Millville and Glassboro Railroad

Overview
- Dates of operation: 1859–1868
- Successor: West Jersey Railroad

Technical
- Track gauge: 1,435 mm (4 ft 8+1⁄2 in)
- Length: 22.25 miles (35.81 km)

= Millville and Glassboro Railroad =

The Millville and Glassboro Railroad was a railway company in the United States. It was incorporated in 1859 and began operating between Millville, New Jersey, and Glassboro, New Jersey, in 1860. The company was merged into the West Jersey Railroad, a forerunner of the Pennsylvania-Reading Seashore Lines, in 1868. Today its line is part of the Vineland Secondary.

== History ==
The Millville and Glassboro Railroad was incorporated on March 9, 1859. Its backers were based in Millville, New Jersey, who hoped to connect with the West Jersey Railroad, then building south from Woodbury, New Jersey. George Brooke Roberts, a future president of the Pennsylvania Railroad, oversaw the construction of the line, which opened between Millville and Glassboro, New Jersey, in October 1860. The West Jersey Railroad reached Glassboro in April 1861, creating a link between Millville and Camden, New Jersey.

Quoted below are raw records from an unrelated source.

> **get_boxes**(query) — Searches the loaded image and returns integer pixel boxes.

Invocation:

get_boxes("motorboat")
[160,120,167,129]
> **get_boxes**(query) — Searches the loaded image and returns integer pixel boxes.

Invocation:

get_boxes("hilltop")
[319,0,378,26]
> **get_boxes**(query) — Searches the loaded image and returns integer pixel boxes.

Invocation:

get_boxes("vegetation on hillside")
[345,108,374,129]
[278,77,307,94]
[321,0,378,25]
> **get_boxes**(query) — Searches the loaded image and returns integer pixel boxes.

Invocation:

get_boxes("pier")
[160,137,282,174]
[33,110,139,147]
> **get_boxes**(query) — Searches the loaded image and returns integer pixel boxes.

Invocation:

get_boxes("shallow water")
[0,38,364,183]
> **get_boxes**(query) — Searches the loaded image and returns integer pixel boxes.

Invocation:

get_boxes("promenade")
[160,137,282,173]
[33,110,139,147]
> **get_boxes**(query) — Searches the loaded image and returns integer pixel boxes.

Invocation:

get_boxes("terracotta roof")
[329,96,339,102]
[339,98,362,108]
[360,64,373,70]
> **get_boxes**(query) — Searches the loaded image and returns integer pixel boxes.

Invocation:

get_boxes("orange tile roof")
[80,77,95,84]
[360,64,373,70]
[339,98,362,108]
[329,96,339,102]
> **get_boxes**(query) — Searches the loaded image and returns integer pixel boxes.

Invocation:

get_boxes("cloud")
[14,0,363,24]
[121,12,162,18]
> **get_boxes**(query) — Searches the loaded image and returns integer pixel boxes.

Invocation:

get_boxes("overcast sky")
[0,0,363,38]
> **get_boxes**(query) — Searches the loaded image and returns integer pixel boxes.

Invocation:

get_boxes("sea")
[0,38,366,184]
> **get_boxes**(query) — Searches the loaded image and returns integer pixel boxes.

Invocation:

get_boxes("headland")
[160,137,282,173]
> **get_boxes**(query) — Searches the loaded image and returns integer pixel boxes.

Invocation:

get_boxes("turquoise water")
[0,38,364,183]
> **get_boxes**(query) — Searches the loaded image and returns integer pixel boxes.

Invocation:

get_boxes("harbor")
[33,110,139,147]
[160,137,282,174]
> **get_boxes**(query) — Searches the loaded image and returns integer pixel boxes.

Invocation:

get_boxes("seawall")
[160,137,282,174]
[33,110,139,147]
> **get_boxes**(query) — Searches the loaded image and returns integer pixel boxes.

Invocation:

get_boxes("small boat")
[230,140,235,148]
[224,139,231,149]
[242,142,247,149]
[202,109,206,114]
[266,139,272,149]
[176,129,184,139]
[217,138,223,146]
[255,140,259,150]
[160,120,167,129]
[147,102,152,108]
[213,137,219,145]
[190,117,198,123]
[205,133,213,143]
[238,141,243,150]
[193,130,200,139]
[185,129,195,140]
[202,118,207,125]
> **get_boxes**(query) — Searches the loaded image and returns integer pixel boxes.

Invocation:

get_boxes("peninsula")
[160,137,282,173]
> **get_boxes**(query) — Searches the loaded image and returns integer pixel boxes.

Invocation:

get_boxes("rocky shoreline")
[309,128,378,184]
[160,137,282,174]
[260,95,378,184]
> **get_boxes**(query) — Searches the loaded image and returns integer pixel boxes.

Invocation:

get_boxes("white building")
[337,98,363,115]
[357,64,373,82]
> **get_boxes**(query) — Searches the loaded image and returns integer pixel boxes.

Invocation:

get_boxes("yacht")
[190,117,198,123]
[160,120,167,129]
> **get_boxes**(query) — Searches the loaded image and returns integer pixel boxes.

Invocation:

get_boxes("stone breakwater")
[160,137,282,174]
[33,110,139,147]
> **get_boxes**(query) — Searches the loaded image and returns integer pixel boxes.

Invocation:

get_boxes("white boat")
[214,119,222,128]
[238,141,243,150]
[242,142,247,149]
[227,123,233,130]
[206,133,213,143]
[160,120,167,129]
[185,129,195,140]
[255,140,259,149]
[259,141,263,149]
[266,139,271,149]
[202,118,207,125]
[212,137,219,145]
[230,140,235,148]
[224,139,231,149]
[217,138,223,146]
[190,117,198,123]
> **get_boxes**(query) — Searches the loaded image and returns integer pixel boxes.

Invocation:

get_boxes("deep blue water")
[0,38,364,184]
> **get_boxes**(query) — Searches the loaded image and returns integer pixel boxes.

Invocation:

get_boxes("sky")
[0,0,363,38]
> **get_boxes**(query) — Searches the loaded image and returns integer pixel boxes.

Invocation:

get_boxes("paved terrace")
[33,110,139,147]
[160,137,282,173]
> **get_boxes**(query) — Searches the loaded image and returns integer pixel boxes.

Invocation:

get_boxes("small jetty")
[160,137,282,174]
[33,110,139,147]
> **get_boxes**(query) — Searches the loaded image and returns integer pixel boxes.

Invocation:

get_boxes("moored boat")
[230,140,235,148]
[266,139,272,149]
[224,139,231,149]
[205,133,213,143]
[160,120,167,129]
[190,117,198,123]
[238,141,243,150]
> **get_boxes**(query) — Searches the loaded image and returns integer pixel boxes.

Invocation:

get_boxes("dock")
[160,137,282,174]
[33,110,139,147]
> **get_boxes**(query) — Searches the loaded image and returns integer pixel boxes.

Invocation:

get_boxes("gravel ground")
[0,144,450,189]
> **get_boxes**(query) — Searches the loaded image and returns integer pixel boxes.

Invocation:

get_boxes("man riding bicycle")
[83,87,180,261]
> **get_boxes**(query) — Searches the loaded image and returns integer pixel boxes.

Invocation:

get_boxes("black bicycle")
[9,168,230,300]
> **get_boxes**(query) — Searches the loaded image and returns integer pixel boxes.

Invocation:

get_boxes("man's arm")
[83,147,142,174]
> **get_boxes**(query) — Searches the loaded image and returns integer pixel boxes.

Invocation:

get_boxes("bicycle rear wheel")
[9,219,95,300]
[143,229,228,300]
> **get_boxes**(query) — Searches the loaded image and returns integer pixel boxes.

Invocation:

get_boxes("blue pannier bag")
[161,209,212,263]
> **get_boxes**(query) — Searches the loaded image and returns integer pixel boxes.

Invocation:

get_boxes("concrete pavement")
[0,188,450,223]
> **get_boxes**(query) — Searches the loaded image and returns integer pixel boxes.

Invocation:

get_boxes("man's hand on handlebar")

Even as construction of the original line proceeded, the New Jersey Legislature authorized a southern extension to Cape May, New Jersey. Some construction took place, but the line was never completed because of insufficient capital. The legislature transferred the Cape May franchise to the Cape May and Millville Railroad on March 9, 1863. The company opened its line between Millville and Cape May in August 1863. The West Jersey Railroad acquired the Millville and Glassboro Railroad on April 1, 1868, and leased the Cape May and Millville Railroad on June 1, 1868.